I tried to get up, but the bed was too comfortable. The pillow had the sweet smell of some kind of hair product, the sheets were clean. My bed back at Fontanelle’s was a six-year-old’s smelly mattress with no sheet on a gritty, pitted floor. I had the urge to get married right then. I could get married to Charlotte, get a job with the city, move out toward Compton — maybe even change my name.

“Paris, you ’wake?” She was standing at the door.

“Uh,” I admitted.

“I got coffee on the deck.”



IT WAS CROWDED on the deck, and the kitchen chairs we used rocked a little on the metal grating that stood for a floor.

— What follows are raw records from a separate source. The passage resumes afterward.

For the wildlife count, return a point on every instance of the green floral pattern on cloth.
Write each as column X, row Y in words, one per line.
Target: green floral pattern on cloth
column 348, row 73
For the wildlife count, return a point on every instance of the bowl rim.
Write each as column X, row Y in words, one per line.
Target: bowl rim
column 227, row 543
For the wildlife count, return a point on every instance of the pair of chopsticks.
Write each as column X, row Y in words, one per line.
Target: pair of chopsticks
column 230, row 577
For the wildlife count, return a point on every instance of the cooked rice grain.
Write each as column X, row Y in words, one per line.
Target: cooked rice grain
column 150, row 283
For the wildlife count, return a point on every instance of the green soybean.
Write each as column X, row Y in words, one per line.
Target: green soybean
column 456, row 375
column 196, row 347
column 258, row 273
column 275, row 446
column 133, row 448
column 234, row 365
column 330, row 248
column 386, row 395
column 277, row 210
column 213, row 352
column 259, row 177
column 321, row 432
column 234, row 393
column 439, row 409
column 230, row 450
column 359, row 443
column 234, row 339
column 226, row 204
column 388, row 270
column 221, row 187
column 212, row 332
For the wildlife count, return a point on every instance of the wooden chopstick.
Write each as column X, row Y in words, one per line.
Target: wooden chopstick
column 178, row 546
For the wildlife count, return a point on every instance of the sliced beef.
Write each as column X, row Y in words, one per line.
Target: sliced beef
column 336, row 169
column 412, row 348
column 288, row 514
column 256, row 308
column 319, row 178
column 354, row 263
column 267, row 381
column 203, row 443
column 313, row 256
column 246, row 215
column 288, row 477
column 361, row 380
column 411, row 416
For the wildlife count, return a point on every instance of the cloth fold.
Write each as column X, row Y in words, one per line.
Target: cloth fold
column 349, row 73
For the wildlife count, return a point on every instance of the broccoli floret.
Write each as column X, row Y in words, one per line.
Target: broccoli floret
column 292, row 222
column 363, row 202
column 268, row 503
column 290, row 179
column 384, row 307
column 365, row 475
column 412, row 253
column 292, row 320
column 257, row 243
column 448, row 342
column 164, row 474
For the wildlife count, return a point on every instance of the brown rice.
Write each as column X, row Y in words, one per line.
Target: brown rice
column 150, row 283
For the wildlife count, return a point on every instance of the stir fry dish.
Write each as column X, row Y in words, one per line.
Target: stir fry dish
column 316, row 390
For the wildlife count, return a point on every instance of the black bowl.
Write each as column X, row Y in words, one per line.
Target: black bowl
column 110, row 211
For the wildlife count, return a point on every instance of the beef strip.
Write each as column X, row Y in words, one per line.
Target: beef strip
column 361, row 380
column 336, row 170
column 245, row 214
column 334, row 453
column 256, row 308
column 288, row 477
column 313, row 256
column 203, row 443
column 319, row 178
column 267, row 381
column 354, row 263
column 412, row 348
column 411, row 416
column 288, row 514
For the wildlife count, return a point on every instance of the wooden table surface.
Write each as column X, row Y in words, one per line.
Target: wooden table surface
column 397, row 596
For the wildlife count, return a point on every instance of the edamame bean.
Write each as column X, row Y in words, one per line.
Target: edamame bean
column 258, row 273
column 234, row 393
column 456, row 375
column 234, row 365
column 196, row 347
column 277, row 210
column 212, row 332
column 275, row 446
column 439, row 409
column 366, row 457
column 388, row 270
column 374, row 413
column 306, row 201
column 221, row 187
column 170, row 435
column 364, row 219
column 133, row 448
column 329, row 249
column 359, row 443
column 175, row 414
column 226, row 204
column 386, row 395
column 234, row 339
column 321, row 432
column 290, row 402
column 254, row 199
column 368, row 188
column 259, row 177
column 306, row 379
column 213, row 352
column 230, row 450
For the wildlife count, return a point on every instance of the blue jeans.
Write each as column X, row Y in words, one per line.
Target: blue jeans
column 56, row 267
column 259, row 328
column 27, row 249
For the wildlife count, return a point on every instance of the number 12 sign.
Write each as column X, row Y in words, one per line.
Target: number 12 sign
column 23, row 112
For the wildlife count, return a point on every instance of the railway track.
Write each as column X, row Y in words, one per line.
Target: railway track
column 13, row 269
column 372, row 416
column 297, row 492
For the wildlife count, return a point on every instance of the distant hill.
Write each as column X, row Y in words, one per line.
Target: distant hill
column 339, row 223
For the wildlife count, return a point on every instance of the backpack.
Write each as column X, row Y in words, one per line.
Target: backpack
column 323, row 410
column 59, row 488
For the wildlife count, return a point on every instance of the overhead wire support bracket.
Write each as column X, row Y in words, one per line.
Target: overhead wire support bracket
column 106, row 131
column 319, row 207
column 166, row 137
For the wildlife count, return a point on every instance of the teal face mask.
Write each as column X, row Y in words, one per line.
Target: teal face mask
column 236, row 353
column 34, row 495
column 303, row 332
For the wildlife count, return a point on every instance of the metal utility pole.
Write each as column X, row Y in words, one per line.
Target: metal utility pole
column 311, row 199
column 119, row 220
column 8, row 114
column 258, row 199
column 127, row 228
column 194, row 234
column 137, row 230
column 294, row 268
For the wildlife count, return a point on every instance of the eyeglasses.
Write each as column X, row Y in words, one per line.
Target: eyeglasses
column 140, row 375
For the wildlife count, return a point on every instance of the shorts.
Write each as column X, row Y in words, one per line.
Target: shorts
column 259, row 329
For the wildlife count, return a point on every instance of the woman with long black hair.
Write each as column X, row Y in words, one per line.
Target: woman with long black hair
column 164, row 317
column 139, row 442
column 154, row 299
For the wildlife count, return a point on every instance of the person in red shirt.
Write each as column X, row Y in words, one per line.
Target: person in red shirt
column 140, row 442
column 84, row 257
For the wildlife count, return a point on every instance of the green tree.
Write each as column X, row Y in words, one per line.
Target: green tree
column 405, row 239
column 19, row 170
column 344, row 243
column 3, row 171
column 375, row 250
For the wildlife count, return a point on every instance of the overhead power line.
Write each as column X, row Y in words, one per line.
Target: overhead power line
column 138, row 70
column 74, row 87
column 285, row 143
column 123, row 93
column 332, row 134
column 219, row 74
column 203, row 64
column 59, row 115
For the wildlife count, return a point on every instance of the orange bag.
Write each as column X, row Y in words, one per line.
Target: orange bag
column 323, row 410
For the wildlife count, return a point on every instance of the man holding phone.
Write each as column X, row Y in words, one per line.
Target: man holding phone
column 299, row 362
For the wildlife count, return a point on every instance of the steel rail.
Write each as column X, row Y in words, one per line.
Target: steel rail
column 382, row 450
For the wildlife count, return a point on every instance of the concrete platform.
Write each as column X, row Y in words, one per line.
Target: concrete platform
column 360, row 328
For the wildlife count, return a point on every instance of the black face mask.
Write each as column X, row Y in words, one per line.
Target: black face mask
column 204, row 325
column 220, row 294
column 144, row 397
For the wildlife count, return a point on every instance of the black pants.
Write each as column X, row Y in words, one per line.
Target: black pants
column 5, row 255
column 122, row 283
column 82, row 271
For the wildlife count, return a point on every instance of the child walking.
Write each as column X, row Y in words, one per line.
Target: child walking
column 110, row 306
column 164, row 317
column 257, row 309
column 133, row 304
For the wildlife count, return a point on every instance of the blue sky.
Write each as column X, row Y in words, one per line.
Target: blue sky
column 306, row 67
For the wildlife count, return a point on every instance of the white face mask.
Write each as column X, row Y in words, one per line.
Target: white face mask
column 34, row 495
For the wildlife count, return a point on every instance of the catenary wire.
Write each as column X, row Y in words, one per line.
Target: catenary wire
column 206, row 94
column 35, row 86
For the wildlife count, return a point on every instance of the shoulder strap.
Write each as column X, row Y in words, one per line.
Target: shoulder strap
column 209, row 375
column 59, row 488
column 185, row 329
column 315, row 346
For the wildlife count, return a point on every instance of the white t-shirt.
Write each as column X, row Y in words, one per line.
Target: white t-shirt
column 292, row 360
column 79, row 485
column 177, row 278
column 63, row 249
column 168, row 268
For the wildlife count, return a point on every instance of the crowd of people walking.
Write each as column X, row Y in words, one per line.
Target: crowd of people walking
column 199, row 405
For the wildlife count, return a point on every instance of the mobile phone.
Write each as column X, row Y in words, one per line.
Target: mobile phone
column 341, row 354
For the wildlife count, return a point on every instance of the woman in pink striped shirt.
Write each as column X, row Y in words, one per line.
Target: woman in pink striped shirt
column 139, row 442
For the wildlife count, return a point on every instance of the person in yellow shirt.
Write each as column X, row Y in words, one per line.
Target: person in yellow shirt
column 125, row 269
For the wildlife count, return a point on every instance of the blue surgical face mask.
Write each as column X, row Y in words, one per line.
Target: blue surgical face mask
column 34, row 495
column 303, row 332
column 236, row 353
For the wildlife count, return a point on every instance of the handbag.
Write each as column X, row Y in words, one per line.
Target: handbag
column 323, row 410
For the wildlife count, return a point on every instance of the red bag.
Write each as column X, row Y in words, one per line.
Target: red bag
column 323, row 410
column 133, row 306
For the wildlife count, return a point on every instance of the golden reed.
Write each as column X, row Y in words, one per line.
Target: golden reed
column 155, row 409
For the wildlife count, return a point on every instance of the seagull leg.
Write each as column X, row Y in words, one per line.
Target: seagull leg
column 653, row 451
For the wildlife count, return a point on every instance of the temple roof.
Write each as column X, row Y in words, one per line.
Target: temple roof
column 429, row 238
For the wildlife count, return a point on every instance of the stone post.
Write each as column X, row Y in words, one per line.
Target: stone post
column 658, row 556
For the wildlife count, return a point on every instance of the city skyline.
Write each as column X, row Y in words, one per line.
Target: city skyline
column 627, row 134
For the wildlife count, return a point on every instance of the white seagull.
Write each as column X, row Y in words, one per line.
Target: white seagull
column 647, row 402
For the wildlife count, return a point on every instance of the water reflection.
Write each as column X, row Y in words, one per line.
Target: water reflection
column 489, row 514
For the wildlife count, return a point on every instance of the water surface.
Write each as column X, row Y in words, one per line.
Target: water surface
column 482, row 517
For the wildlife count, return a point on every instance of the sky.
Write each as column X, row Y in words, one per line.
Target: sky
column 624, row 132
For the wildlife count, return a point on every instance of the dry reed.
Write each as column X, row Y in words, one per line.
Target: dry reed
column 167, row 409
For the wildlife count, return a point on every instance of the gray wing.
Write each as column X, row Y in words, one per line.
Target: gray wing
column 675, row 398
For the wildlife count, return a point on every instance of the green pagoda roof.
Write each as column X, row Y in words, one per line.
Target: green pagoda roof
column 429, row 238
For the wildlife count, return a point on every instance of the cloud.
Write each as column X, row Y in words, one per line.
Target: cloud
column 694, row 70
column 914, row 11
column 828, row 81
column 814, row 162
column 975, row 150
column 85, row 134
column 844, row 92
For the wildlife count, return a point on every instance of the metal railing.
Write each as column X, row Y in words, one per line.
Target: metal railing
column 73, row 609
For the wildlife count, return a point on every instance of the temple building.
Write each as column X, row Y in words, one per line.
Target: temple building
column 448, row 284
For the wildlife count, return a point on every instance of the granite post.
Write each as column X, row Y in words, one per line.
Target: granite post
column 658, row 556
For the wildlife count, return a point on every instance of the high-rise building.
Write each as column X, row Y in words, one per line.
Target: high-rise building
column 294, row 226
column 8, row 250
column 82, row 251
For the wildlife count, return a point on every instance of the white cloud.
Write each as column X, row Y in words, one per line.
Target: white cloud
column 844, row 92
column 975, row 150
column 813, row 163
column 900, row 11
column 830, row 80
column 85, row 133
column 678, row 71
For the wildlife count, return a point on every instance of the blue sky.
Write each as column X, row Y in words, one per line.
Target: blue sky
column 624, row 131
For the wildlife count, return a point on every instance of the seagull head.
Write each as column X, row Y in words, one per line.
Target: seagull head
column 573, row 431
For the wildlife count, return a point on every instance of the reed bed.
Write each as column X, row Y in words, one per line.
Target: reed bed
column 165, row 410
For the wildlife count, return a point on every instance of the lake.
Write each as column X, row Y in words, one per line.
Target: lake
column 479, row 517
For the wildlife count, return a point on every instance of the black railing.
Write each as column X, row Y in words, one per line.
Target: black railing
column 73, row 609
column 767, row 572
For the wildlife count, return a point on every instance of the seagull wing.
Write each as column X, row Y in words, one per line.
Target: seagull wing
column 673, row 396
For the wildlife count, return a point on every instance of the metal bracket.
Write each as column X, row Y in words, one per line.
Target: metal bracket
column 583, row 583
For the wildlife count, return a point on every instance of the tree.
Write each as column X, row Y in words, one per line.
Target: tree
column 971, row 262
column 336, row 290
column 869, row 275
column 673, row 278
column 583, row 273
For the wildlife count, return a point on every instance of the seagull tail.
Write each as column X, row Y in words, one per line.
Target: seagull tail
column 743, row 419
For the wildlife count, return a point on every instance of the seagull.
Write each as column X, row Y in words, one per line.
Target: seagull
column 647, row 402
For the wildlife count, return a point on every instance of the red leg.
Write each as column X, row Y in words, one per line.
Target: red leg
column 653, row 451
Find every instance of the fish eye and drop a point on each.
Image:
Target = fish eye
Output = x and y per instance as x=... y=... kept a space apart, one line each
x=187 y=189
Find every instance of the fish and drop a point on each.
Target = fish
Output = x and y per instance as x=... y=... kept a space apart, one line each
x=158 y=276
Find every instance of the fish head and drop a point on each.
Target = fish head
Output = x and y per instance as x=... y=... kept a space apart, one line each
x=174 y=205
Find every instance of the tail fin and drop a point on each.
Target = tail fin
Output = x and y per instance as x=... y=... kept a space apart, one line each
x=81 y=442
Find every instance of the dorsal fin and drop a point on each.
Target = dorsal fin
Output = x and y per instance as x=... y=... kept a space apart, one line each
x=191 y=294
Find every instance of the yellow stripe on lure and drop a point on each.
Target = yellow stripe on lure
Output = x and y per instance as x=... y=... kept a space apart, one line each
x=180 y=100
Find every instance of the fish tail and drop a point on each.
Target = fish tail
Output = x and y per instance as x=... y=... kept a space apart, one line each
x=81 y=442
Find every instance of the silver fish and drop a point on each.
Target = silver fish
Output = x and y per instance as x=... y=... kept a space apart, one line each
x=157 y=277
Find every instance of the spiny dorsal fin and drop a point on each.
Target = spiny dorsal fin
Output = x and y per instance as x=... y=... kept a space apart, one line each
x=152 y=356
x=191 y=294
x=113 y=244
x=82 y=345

But the early evening was pretty, and Charlotte’s conversation was just what I needed.

“What kinda trouble you in?” she asked after her second cup of coffee.

“I don’t really know,” I said.

“How could you not know? Is somebody after you?”

“Maybe. They have been. One or two. One of ’em burnt down my little bookstore over on Eighty-nine and Central.”

“You worked there?”

“I owned it,” I said with faded pride.

“I used to go by there. I mean when it wasn’t burned. I always wanted to go in, but I was scared.”

“Scared’a what?”

“I don’t know. Things out here scare me. People don’t act normal. It’s like you gotta know some kinda secret handshake or sumpin’.”

“You come up here to get away from that man cut you,” I said, only partly as a question.

“Not only that,” Charlotte said. “I wanna be a cook too. Not just a cook that make stuff but a chef. I wanna own my own restaurant. You know my mama was the best cook in our whole town, and I learned from her. Back where I come from, you could only cook for a house fulla dirty kids in a backwood shack, or up in some rich white peoples’ houses. I want my own place.”

“You know I got to go soon, Charlotte.”

“Say that again.”

“You know —”

“No, not that, just my name.”

“Charlotte.”

She smiled and got up to kiss me.

“You was just what I needed, baby,” she said.